Inicialmente: sempre conservador
– Repouso no leito e antibioticoterapia específica
– Cura: desaparecimento dos sintomas e normalização dos exames laboratoriais

Cirúrgico: casos que não respondem ao tratamento conservador
– Comprometimento neurológico
– Desbridamento da lesão, descompressão e artrodese se necessário
– Abscesso peridural: complicação grave que pode ser fatal
– Tratamento cirúrgico, principalmente se comprometimento neurológico

Na maioria dos casos, é possível realizar a antibioticoterapia dirigida ao patógeno específico, desde que o paciente não tenha recebido terapia antimicrobiana antes de as amostras serem obtidas para cultura. Os dados de estudos randomizados, especificamente controlados com foco na terapia antimicrobiana empírica para a osteomielite vertebral, são escassos, e as informações sobre as taxas de cura vêm de estudos observacionais envolvendo, em grande parte (mas não necessariamente limitados a isso), pacientes com osteomielite vertebrais.

Uma importante vantagem das quinolonas é sua excelente biodisponibilidade oral, permitindo a possibilidade da transição de terapia intravenosa para terapia por via oral (por exemplo, a combinação de uma fluoroquinolona e rifampicina para o tratamento de osteomielite estafilocócica). Em um estudo randomizado envolvendo pacientes na Europa com infecção estafilocócica profunda ou bacteremia, incluindo 35 pacientes com infecção de osso aguda, a combinação de uma fluoroquinolona oral e rifampicina resultou em taxas de cura semelhantes às da terapia intravenosa.
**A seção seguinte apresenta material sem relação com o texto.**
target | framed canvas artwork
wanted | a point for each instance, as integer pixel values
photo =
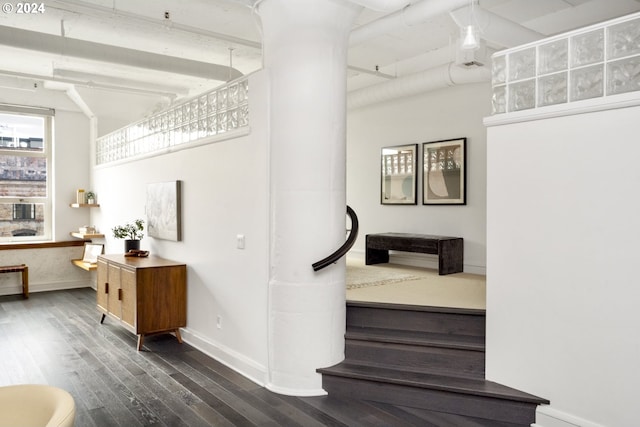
(399, 175)
(164, 210)
(444, 172)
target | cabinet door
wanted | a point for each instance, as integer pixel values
(102, 296)
(114, 294)
(128, 285)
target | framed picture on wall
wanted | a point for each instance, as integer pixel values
(444, 172)
(399, 175)
(164, 210)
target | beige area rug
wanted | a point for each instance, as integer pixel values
(393, 283)
(362, 277)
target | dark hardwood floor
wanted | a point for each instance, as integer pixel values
(55, 338)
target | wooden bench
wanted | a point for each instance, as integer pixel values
(22, 268)
(450, 250)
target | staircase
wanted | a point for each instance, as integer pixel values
(428, 361)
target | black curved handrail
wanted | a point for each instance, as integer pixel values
(342, 250)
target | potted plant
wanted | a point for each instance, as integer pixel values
(91, 197)
(131, 232)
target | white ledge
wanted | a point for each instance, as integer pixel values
(631, 99)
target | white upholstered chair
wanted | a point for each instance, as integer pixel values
(36, 405)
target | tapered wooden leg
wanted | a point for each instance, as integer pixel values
(140, 341)
(25, 282)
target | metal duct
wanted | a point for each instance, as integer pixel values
(413, 84)
(496, 29)
(382, 5)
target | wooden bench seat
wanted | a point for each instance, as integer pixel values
(450, 250)
(22, 268)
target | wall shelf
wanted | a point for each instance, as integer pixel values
(84, 205)
(84, 265)
(86, 236)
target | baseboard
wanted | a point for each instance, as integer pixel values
(236, 361)
(45, 287)
(416, 260)
(546, 416)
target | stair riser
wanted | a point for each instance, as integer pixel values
(446, 360)
(421, 321)
(435, 400)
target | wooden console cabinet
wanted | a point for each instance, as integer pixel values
(147, 295)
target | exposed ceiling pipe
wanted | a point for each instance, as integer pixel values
(73, 94)
(412, 84)
(496, 29)
(382, 5)
(413, 14)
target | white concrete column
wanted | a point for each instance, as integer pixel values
(305, 51)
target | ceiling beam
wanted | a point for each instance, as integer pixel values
(64, 46)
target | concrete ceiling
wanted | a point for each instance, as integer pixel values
(153, 53)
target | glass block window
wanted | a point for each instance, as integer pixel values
(221, 110)
(596, 62)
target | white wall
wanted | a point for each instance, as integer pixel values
(224, 193)
(71, 151)
(562, 285)
(444, 114)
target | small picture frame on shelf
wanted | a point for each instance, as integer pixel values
(444, 172)
(91, 252)
(399, 175)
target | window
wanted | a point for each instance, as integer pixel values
(25, 160)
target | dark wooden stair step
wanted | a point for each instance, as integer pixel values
(438, 320)
(463, 385)
(435, 392)
(417, 338)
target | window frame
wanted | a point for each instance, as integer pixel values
(47, 153)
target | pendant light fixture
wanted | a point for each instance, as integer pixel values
(470, 34)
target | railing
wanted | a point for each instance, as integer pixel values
(342, 250)
(221, 110)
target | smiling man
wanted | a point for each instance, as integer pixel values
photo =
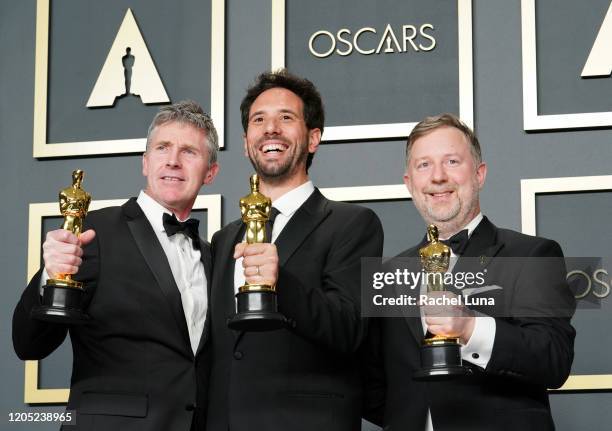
(510, 361)
(304, 376)
(142, 361)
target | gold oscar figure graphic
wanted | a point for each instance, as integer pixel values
(61, 301)
(440, 355)
(256, 305)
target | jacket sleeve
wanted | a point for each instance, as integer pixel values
(328, 310)
(538, 349)
(34, 339)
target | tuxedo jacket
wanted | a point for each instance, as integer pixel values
(304, 376)
(133, 365)
(530, 354)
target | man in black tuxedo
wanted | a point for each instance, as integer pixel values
(142, 361)
(511, 361)
(304, 376)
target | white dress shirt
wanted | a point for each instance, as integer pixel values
(187, 268)
(287, 205)
(479, 347)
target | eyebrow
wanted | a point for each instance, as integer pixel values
(282, 111)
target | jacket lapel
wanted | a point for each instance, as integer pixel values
(303, 222)
(414, 323)
(206, 260)
(154, 255)
(482, 245)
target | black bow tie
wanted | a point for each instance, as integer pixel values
(458, 242)
(188, 227)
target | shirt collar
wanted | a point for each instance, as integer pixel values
(288, 203)
(153, 211)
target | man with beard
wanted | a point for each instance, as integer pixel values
(304, 376)
(510, 361)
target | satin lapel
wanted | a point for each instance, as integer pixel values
(482, 245)
(414, 323)
(207, 262)
(154, 255)
(303, 222)
(224, 267)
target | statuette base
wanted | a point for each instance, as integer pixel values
(440, 360)
(257, 311)
(61, 303)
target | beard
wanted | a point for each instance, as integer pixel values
(278, 171)
(456, 214)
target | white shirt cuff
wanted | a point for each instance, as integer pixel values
(44, 276)
(480, 345)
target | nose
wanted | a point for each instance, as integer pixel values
(173, 159)
(272, 126)
(438, 174)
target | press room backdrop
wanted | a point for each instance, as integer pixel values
(532, 76)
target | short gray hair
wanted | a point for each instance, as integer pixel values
(429, 124)
(189, 112)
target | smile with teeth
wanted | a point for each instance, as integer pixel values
(267, 148)
(440, 194)
(171, 178)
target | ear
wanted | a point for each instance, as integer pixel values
(314, 139)
(481, 174)
(407, 181)
(212, 172)
(246, 151)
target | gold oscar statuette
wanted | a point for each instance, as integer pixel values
(256, 304)
(61, 301)
(440, 355)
A clindamicina tem boa biodisponibilidade, mas é apenas bacteriostática contra estafilococos. Por esse motivo, seria uma opção para o tratamento a longo prazo da osteomielite crônica por S. aureus. Os agentes ß-lactâmicos não devem ser administrados por via oral para o tratamento da osteomielite por causa de sua baixa biodisponibilidade.

A recomendação para pacientes com culturas negativas é tratamento com vancomicina (15?20mg/kg a cada 8 ou 12 horas) associado ao uso de cefalosporina como ceftriaxone (2g, EV), de cefotaxima (2g, a cada 6 horas) ou ceftazidima (2g, a cada 8 ou 12 horas) ou de ciprofloxacina (400mg, EV, a cada 12 horas); se anaeróbios forem uma causa, deve-se considerar o uso de ticarcilina-tazobactan ou acrescentar metronidazol ao regime terapêutico; se o paciente não apresentar melhora em 3 a 4 semanas, é necessário repetir a biópsia percutânea.

Opções para tratamento dirigido ao patógeno incluem:

  • S. aureus: Se houver sensibilidade, oxacilina (4g, EV, a cada 4 horas); caso contrário, vancomicina ou teicoplanina.
  • Estreptococos: ceftriaxone ou penicilina G.
  • Bacilos Gram-negativos: ceftriaxone, cefepime ou ciprofloxacina.

Muitas vezes, a cirurgia não é necessária no caso de osteomielite vertebral espontânea, mas o desbridamento cirúrgico é sempre necessário, no caso de infecção com um implante de coluna vertebral associado. Em casos de infecção de início tardio (desenvolvimento de sintomas de mais de 30 dias após cirurgia), a retenção do implante está associada com um risco aumentado de falência terapêutica.

A cirurgia é necessária sobretudo para fins de diagnóstico (biópsia aberta). Além disso, procedimentos cirúrgicos podem ser necessários para drenar um abcesso epidural ou paravertebral; a drenagem, com a utilização de um cateter, guiada por TC, é suficiente em muitos casos. Muitas vezes, a cirurgia não é necessária no caso de osteomielite vertebral espontânea, mas o debridamento cirúrgico é sempre necessário no caso de infecção com um implante de coluna vertebral associado.

Em casos de infecção de início tardio (desenvolvimento de sintomas de mais de 30 dias após cirurgia de implante), a retenção do implante está associada com um risco aumentado de falência terapêutica. Outras situações que necessitam de tratamento cirúrgico incluem progressão da doença apesar de terapia antimicrobiana adequada e risco de compressão medular por instabilidade de coluna.